Topic Not Found

Who this is for

Backend engineers who participate in on-call or own services in production.
Platform/SRE engineers who standardize incident response.
Team leads who want consistent, low-stress operations.

Prerequisites

Basic familiarity with your service architecture and deployment process.
Ability to read alerts and logs; comfort with CLI operations (e.g., kubectl, systemctl, or cloud CLI).
Awareness of SLOs/SLIs and how your team defines “healthy.”

Why this matters

Operational runbooks turn stressful, ambiguous incidents into repeatable, safe routines. They reduce MTTR, prevent guesswork, and help new responders act confidently.

Real tasks: handle high latency alerts, clear consumer lag, rotate TLS certificates, recover from a bad deploy, or fail over a database.
Outcomes: faster recovery, fewer mistakes, clear hand-offs and escalation, better post-incident learning.

Concept explained simply

A runbook is a short, step-by-step guide that tells an on-call responder exactly what to do when a specific operational situation happens. It is concrete, timeboxed, and safe by default.

Mental model

Think of a runbook as a flight checklist: it doesn’t teach aerodynamics; it gives the exact actions to take, in order, with guardrails. It answers three questions: What triggered? What must I check? What can I safely do now?

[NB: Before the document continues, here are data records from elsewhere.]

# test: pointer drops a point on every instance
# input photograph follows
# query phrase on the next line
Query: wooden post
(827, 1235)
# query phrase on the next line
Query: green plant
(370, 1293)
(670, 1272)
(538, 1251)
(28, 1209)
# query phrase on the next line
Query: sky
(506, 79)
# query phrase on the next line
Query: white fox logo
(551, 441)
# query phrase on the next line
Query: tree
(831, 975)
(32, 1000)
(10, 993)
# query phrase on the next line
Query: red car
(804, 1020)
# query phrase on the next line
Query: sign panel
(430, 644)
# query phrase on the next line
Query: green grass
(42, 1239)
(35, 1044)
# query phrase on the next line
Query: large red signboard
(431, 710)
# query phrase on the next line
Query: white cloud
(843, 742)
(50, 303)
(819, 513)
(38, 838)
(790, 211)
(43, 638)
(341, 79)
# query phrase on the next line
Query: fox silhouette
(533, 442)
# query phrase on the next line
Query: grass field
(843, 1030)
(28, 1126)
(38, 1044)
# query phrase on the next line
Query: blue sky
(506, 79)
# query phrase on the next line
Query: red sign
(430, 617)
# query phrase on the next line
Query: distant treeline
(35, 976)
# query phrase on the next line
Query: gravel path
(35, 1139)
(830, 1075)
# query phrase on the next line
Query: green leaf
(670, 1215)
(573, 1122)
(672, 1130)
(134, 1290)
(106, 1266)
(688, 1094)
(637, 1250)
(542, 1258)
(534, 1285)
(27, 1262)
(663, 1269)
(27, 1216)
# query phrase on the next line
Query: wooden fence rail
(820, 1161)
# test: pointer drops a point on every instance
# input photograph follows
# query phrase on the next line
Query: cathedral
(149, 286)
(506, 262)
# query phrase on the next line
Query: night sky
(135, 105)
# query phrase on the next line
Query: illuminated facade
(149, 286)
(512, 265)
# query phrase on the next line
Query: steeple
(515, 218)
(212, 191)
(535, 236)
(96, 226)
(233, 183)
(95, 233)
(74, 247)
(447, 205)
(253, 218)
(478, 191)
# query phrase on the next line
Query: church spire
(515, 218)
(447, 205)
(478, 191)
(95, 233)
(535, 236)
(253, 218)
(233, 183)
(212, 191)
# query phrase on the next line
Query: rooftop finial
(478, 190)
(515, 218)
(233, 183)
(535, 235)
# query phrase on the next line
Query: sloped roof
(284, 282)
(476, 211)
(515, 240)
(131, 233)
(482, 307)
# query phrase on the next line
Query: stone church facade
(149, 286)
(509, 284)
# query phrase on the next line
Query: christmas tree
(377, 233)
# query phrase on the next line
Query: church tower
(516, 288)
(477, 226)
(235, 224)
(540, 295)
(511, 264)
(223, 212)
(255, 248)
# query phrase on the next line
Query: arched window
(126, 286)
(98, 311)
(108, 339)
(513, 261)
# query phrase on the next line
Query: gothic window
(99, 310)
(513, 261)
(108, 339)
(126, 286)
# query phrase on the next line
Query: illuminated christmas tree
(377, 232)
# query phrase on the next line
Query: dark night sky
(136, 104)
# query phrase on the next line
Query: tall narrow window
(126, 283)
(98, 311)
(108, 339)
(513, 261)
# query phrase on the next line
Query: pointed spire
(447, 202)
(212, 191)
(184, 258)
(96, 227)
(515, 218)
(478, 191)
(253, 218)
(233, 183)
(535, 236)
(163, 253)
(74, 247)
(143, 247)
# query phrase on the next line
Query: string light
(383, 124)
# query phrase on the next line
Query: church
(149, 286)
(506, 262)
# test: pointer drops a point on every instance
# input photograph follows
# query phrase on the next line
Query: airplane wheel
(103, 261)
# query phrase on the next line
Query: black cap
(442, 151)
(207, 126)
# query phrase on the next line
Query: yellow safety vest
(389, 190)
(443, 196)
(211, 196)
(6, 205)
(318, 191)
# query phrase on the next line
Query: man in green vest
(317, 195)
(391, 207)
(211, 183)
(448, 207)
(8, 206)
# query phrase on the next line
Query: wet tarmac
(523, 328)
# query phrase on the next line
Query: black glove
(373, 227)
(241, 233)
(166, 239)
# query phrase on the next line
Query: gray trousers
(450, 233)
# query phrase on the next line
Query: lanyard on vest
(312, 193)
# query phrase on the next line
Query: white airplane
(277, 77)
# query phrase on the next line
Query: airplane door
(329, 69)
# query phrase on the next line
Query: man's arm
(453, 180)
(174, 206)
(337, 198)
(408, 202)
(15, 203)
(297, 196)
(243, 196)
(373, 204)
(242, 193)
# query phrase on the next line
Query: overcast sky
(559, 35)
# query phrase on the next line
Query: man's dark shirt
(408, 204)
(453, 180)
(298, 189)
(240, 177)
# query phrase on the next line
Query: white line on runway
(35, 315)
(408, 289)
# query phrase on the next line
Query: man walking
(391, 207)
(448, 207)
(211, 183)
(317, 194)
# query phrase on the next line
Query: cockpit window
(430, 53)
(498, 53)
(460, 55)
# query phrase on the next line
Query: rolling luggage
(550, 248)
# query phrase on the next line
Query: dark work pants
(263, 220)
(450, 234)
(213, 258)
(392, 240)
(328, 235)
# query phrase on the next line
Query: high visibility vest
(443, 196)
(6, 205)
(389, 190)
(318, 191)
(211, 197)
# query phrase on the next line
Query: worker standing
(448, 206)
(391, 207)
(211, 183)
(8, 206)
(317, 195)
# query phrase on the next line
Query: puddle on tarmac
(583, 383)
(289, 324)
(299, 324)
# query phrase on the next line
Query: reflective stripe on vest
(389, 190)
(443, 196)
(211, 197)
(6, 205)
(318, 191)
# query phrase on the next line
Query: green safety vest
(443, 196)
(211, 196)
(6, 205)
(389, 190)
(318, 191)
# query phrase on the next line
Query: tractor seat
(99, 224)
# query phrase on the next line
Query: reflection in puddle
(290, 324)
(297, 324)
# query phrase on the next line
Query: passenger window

Runbook anatomy (use this template)

Copy-ready template

Title: [Short, specific] (e.g., API p95 latency high)
Purpose: Why this runbook exists (what it resolves, business impact).
Scope: What this covers and what it does not.
Triggers: Exact alert names, dashboards/metrics to confirm.
Prerequisites: Access, tools, feature flags, backups.
Safety/Warnings: Irreversible actions, known risks, timebox (e.g., 15 min).
Quick Decision Tree:
  - If X, go to Step A.
  - If Y, go to Step B.
Diagnostics (read-only checks):
  1) ... (commands/queries with expected outputs)
  2) ...
Remediation Steps (one safe action at a time):
  A) Action name (why, how)
     - Command(s):
     - Expected result:
     - Rollback:
Verification: Success criteria (numbers + duration), what to monitor.
Rollback/Undo: Exact steps to revert changes.
Escalation: Who/where, and when (after X minutes or if Y condition).
Notes/Learnings: Common patterns, links to past incident summaries.
Last Reviewed: [date] Owner: [team/person]

Worked examples

Example 1 — HTTP latency p95 high

Purpose: Restore API responsiveness when p95 > 800 ms for 10+ minutes.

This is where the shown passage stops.